In 2002, Payami began filming Silence Between Two Thoughts in eastern Iran. During post-production, Iranian authorities arrested him without filing charges and confiscated the film's original negative and sound materials. A version of the film was reconstructed from salvaged digital material and screened at the 2003 Venice Film Festival. Payami left Iran in the summer of 2003 and continued his work in Europe and Canada.

Payami later taught directing at Filmakademie Baden-Württemberg in Ludwigsburg, Germany, and conducted filmmaking workshops in Europe and Canada. From late 2007 until January 2010, he served as creative director of the Media Studio at Fabrica, the communications research centre established by Benetton. During the 2010s, he served as artistic director and later senior artistic advisor to Toronto's Tirgan Festival.

In 2015, Payami co-directed the French-Italian animated feature Iqbal: A Tale of a Fearless Child with Michel Fuzellier.
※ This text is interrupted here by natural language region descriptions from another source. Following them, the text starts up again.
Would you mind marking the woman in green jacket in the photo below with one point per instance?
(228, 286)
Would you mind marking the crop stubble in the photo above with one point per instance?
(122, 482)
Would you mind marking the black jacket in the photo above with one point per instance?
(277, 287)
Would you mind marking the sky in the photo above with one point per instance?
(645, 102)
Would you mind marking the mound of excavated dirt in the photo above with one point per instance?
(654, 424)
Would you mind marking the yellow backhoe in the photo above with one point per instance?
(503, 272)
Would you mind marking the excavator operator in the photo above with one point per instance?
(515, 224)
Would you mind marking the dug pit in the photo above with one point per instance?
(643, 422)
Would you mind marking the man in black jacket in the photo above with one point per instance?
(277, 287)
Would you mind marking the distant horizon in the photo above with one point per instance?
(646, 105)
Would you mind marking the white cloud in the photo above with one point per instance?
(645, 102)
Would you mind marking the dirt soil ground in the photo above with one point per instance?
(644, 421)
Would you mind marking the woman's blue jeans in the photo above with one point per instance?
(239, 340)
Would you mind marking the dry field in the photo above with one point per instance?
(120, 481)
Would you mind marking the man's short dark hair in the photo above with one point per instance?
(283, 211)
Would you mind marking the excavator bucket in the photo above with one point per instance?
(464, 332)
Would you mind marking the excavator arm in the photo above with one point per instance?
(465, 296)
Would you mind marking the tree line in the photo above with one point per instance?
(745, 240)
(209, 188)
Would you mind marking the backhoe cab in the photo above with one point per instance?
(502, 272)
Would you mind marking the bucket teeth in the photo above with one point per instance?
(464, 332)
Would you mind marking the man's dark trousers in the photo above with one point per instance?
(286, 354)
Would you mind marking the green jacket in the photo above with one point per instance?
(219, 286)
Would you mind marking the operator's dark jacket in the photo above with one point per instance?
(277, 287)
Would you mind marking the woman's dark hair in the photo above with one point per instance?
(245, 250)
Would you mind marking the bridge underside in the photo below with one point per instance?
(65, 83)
He subsequently directed and co-produced the Canadian feature Manhattan Undying, released in 2016.

Payami directed, wrote and produced the 2022 documentary 752 Is Not a Number, which follows Hamed Esmaeilion's pursuit of justice after his wife and daughter were killed in the destruction of Ukraine International Airlines Flight 752. The film premiered at the 2022 Toronto International Film Festival and was second runner-up for the festival's People's Choice Documentary Award.

Payami continues to work as a filmmaker and producer in Canada.

== Filmography ==

| Year | Title | Role |
|---|---|---|
| 1993 | A Stone Audience | Director |
| 1996 | Vernissage | Director |
| 1999 | One More Day | Director, writer and producer |
| 2001 | Secret Ballot | Director, writer and producer |
| 2003 | Silence Between Two Thoughts | Director, writer and producer |
| 2015 | Iqbal: A Tale of a Fearless Child | Co-director and co-writer |
| 2016 | Manhattan Undying | Director and producer |
| 2022 | 752 Is Not a Number | Director, writer and producer |

== Awards and honors ==
- Best Artistic Contribution Award at the 2000 Tokyo International Film Festival for One More Day.
- Jury Special Award at the 2000 Torino Film Festival for One More Day.
- Directing prize at the 2001 Venice Film Festival for Secret Ballot.
- FIPRESCI recognition at the 2001 BFI London Film Festival for Secret Ballot.
- FIPRESCI Prize at the 2004 Tromsø International Film Festival for Silence Between Two Thoughts.
- Second runner-up for the 2022 TIFF People's Choice Documentary Award for 752 Is Not a Number.